Après les avertissements de Moody’s et Fitch, l’agence de notation S&P dévoile vendredi sa nouvelle évaluation de la dette souveraine française, que le gouvernement tente de maintenir au prix de concessions sur le budget 2025.
La décision de S&P Global Ratings, attendue dans la soirée, intervient alors que le gouvernement minoritaire multiplie les compromis pour tenter d’échapper à une motion de censure, qui pourrait avoir lieu dès la semaine prochaine sur le budget de la Sécurité sociale et plonger selon l’exécutif. La France est dans une « tempête » économique et financière.
Après une baisse des retraites ou des cotisations patronales, le gouvernement a accepté de ne pas augmenter une taxe sur l’électricité au-delà de son niveau d’avant bouclier tarifaire, afin de satisfaire le Rassemblement national (RN) qui menace de s’allier à la gauche pour le renverser.
Malgré tout, le risque demeure. Le président du RN a tempéré cette « victoire » en soulignant que des « lignes rouges » subsistaient pour le parti d’extrême droite, notamment sur le remboursement des médicaments.
« L’instabilité politique va probablement perdurer encore un certain temps. Il serait légitime que S&P en prenne acte», a déclaré à l’AFP Charles-Henri Colombier, directeur économique de Rexecode.
« Le stress est important »
En mai, l’agence de notation américaine a abaissé d’un cran la note française, de « AA » à « AA- », avec perspective stable, réduisant ainsi les risques d’une nouvelle dégradation dans l’immédiat.

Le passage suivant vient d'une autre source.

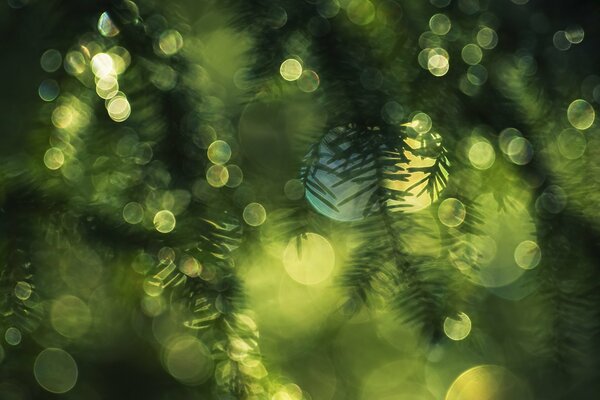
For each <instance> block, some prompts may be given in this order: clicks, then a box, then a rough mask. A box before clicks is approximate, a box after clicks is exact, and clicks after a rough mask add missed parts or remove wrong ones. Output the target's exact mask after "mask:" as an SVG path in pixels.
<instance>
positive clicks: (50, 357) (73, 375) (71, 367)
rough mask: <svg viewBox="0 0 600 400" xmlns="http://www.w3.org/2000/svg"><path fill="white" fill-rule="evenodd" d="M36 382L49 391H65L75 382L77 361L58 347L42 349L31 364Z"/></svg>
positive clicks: (59, 392)
mask: <svg viewBox="0 0 600 400" xmlns="http://www.w3.org/2000/svg"><path fill="white" fill-rule="evenodd" d="M33 374H34V376H35V379H36V381H37V382H38V384H39V385H40V386H41V387H43V388H44V389H45V390H47V391H48V392H51V393H59V394H60V393H66V392H68V391H69V390H71V389H73V387H74V386H75V384H76V383H77V376H78V369H77V363H76V362H75V360H74V359H73V357H71V355H70V354H69V353H67V352H66V351H64V350H62V349H58V348H48V349H45V350H42V352H41V353H40V354H38V356H37V357H36V359H35V363H34V364H33Z"/></svg>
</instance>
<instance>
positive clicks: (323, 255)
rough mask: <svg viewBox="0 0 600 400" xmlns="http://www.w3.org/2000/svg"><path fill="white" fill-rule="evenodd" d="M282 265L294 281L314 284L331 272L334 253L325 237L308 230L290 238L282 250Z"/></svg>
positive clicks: (289, 275) (333, 267)
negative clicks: (286, 245) (293, 237)
mask: <svg viewBox="0 0 600 400" xmlns="http://www.w3.org/2000/svg"><path fill="white" fill-rule="evenodd" d="M283 265H284V267H285V270H286V272H287V273H288V275H289V276H290V277H291V278H292V279H293V280H295V281H296V282H298V283H301V284H303V285H316V284H318V283H321V282H323V281H325V280H326V279H327V278H329V276H330V275H331V273H332V272H333V268H334V266H335V253H334V251H333V247H332V246H331V243H329V241H328V240H327V239H325V238H324V237H323V236H321V235H319V234H316V233H312V232H309V233H306V234H302V235H299V236H297V237H294V238H292V239H290V241H289V243H288V245H287V247H286V248H285V250H284V252H283Z"/></svg>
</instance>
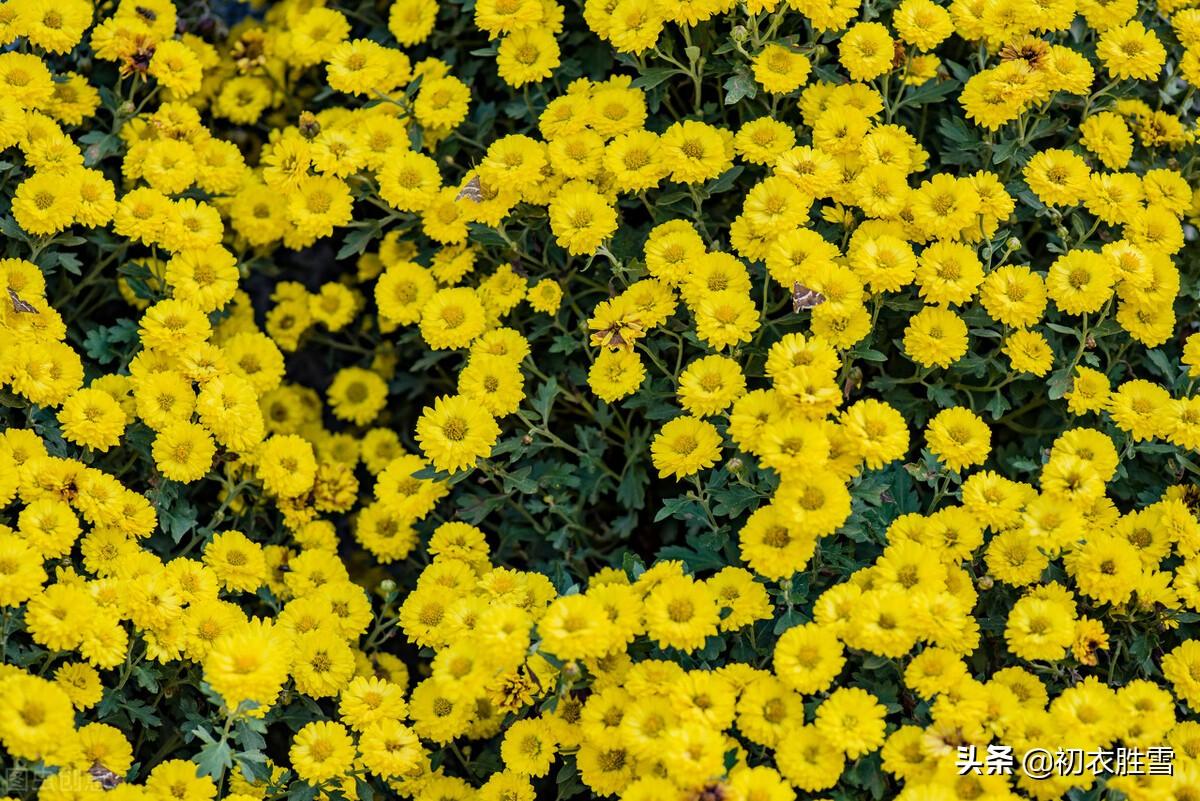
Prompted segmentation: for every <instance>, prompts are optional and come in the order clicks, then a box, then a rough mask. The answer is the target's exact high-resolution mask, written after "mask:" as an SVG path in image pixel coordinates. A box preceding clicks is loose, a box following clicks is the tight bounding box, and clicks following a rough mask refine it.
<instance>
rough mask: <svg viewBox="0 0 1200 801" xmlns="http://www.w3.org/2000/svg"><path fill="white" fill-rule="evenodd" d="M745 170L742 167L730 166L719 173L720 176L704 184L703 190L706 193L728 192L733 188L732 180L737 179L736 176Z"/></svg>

Désormais, “il serait surprenant de ne pas avoir d’action négative à l’égard de la France, avec au moins un passage à une perspective négative”, estime Norbert Gaillard, économiste et consultant indépendant, à l’AFP.
D’autant que, depuis la révision de la note au printemps, les « mauvaises nouvelles » se sont accumulées dans une France déjà lourdement endettée, figurant parmi les cancres européens, constate-t-il : dissolution de l’Assemblée nationale, nomination tardive du Premier ministre, dérapage du déficit public.
En octobre, Moody’s et Fitch ont maintenu la note française avec une perspective négative.
Norbert Gaillard évoque deux autres scénarios possibles : une nouvelle dégradation de la note ou sa mise sous surveillance négative (« rating watch ») pour signaler un « stress important » susceptible d’évoluer rapidement.
S&P accorderait alors un court sursis à la France avant d’ajuster sa note. “Pour prendre sa décision, l’agence attendrait le vote du budget, les mesures budgétaires et fiscales qu’il contient, et la tenue ou la chute du gouvernement.”
Une perspective négative aurait peu d’impact sur les coûts d’emprunt de la France. En revanche, une dégradation de la note ajouterait à l’effervescence déjà observée sur les marchés en raison du risque de censure gouvernementale, car elle passerait à une catégorie inférieure, considérée comme moins sûre par les grands investisseurs qui s’en détourneraient.
Une baisse de la demande « entraînerait mécaniquement une augmentation du taux de rendement », explique dans une note Eric Dor, directeur des études économiques à l’IESEG School of Management.
« Attention aux concessions »
Dans ce contexte explosif, Michel Barnier a voulu rassurer. Malgré les “ajustements” apportés au projet de budget, qui prévoyait initialement 60 milliards d’euros d’effort en 2025, le Premier ministre a assuré jeudi qu’il faisait “tout pour rester autour de 5%” de déficit public par rapport au produit intérieur brut ( PIB), contre 6,1% attendu en 2024.
Face à l’incertitude politique qui perdure depuis la dissolution, les marchés semblent agités.
Après avoir atteint un pic depuis 2012 en début de semaine, l’écart entre les taux souverains français à 10 ans et ceux de l’Allemagne, considérée comme une valeur refuge en Europe, s’est légèrement resserré après l’annonce concernant les prix de l’électricité.
«Le marché regarde moins l’aspect politique que le moment estimé pour mettre en œuvre les premières mesures d’effort budgétaire. Une concession rapproche le calendrier, donc elle est perçue positivement», explique à l’AFP Alexandre Baradez, chef du budget. analyse de marché chez IG France.
Mais “attention aux concessions”, ajoute-t-il : la France peut toujours être sanctionnée sur le marché obligataire “si trop de concessions sont faites par calcul politique au détriment de l’efficacité des mesures”.
Le taux d’emprunt de la France est supérieur à ceux de l’Espagne et du Portugal, et pour la première fois mercredi, il a brièvement dépassé celui de la Grèce, pays qui avait frôlé la faillite.